I don't think Microsoft needs to make a version of Windows without touch. Instead, I think Microsoft needs to make sure that all the touch-oriented stuff doesn't get in the way of the desktop experience. It was a poor decision, for example, to force users - even those on traditional PCs - to boot to the Live Tile start screen. But Windows 8.1 is most likely fixing that problem, and as long as it fixes a few others, the reasons to buy won't be as outnumbered by the reasons not to buy.

That's not to say Windows 8 will suddenly be a huge success. I don't think it will EVER achieve the market penetration that Windows 7 has, for example. But do I believe there's a market that would value cheap tablets that also handle work-related tasks? Not when most models are deeply compromised and/or expensive, no.
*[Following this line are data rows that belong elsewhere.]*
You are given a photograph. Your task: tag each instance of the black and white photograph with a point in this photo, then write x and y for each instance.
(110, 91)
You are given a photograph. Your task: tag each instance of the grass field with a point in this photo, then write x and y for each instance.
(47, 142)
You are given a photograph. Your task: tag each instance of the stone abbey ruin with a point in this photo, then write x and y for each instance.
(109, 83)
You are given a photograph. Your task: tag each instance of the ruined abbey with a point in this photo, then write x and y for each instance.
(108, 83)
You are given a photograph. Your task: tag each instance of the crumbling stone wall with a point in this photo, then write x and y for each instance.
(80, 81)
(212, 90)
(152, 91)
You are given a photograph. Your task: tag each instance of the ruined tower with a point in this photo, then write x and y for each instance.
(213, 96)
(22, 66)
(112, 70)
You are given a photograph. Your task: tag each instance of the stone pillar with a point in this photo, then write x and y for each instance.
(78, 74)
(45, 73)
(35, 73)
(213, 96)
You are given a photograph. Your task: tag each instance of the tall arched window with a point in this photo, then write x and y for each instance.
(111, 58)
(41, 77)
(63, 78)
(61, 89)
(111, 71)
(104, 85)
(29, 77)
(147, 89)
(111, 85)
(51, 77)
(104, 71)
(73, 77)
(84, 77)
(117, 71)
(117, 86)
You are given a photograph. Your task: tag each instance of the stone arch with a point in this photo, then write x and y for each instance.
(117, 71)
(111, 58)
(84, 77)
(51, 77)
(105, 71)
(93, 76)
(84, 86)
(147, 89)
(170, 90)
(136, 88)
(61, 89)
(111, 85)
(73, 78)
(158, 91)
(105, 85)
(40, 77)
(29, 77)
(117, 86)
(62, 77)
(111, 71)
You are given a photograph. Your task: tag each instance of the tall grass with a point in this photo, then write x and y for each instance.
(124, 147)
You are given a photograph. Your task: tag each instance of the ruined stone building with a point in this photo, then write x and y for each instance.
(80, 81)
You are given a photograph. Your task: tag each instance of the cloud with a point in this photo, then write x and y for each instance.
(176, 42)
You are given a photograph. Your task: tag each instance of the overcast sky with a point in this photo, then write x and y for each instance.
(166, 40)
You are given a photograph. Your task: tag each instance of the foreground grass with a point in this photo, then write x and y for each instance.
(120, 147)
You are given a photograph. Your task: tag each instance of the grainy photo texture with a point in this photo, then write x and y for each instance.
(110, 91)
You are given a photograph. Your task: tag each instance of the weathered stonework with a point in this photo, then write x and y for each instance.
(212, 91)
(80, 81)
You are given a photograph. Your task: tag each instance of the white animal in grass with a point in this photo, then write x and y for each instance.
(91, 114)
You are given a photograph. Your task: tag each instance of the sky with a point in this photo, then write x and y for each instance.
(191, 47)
But when some of the compromises go away and prices drop, yes, I think that market will be there.

To be clear, Windows 8 will still be a sort of "jack of all trades, master of none" in many respects-- but unless the user has specific needs (i.e. "master" needs), new Win8 tablets will offer undeniable value propositions. Will that be good enough to stimulate meaningful Windows 8 adoption? It depends on how you define "meaningful" -- does Redmond need a 10% market share by 2014? 20%? 30%? As long as "meaningful" isn't defined in particularly lofty terms, and as long as Win8.1 isn't a complete flop, I think the setting is right for Windows 8 to make gains.